Like all states, Georgia has what are known as “implied consent” laws. These laws are based on the idea that, by driving on Georgia roads, you have agreed in advance to take a chemical test to detect the presence of alcohol or drugs in your body.
You’re required to submit to testing if lawfully arrested for driving under the influence (DUI) or involved in a traffic accident resulting in fatalities or serious injuries (including broken bones, severe burns, or loss of consciousness). The arresting officer selects the kind of test to be performed—typically, a blood, breath, or urine test. Tests of “other bodily substances,” such as saliva, are also an option but aren’t commonly used.
No matter what kind of test the officer selects, it must be performed in the manner required by law using designated machines and methods. For example, only certain medical professionals can draw blood, so blood tests are usually done at a hospital.
(Ga. Code Ann. §§ 40-5-55, 40-6-392 (2017).)
If you’re arrested for DUI, the officer is supposed to read or recite Georgia’s “implied consent notice.” This notice informs you of the requirement to submit to testing, the penalties for refusal, and the right to request an independent test. The officer is then required to ask whether you will submit to the chemical test designated by the officer.
Generally, an officer’s failure to give the implied consent notice will make the test results inadmissible in criminal court. Such a failure on the part of the officer will also prevent the Georgia Department of Driver Services (DDS) from administratively suspending the driver’s license based on the results of or the driver’s refusal to take the test.
However, an adequate implied consent notice doesn’t automatically make the results of the test admissible in a criminal trial.

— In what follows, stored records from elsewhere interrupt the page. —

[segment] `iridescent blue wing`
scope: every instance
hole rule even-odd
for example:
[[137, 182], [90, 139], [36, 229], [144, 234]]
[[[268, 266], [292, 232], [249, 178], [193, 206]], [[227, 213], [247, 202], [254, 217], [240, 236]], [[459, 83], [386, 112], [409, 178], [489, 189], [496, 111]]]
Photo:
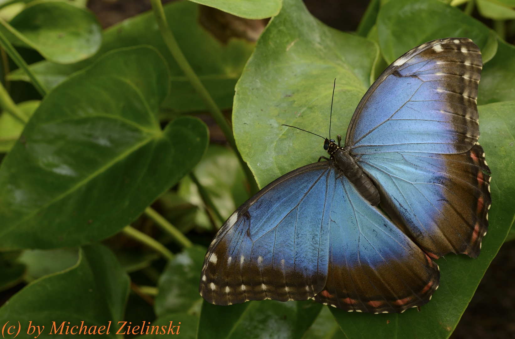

In Williams v. State, 296 Ga. 817 (2015), the Georgia Supreme Court held that the Fourth Amendment’s restriction against unreasonable searches and seizures applied to blood draws obtained without a warrant under the implied consent law. For a search or seizure to be reasonable based on consent, such consent must have been voluntarily given. The Williams decision requires courts to examine all of the circumstances—including the implied consent notice—to determine whether a driver who said “yes” to the test did so voluntarily, without threats or coercion.
Drivers who submit to chemical testing have the right to request an independent test at their own expense from qualified personnel of their choosing. The independent test doesn’t have to match the officer’s test. In other words, you can request a blood test even though the officer had you take a breath test. However, drivers who refuse the test selected by the officer forfeit the right to an independent test.
The arresting officer is required to make reasonable accommodations to facilitate a legitimate request for an independent test. If your request isn’t fulfilled, your attorney can ask the court not to allow the result of the state’s test into evidence. The court will then consider whether your request for an independent test was reasonable, looking at factors that might include:
whether you had the ability to pay for the test
whether there was a lengthy delay in giving the test once you were taken to the facility you selected
how much time the police had to devote to your request
the location of the facility you selected, and
your opportunity and ability to make arrangements for the testing.
You have the right to refuse to take a DUI chemical test (unless the officer obtains a search warrant, making implied consent no longer applicable to your case). But the fact that you refused can and usually will be used against you in criminal court: the prosecutors will likely argue your refusal indicates you had something to hide.
Refusing a chemical test will also lead to harsh administrative consequences. The Georgia DDS will suspend your license for one year with no limited driving permit available.
The implied consent law is designed to encourage those arrested for DUI to take the chemical test. The law does this by imposing a mandatory one-year license suspension for a refusal. While declining an officer’s request to take a chemical test can result in harsher sanctions than you’d otherwise be facing, there might also be circumstances where refusal is in your best interest.
Unlike in some states, Georgia law doesn’t give drivers the right to consult with an attorney prior to deciding whether to take a chemical test. Georgia courts have consistently held that being asked to decide whether to take the chemical test is not a critical stage of criminal proceedings where the right to counsel is absolute.
Since you can’t consult an attorney when deciding whether to take a DUI chemical test, you may want to discuss your case with one as soon as possible after arrest. DUI law is complicated and the facts of every case are different. An experienced criminal defense attorney can help you identify weaknesses in the state’s case and any defenses you may have.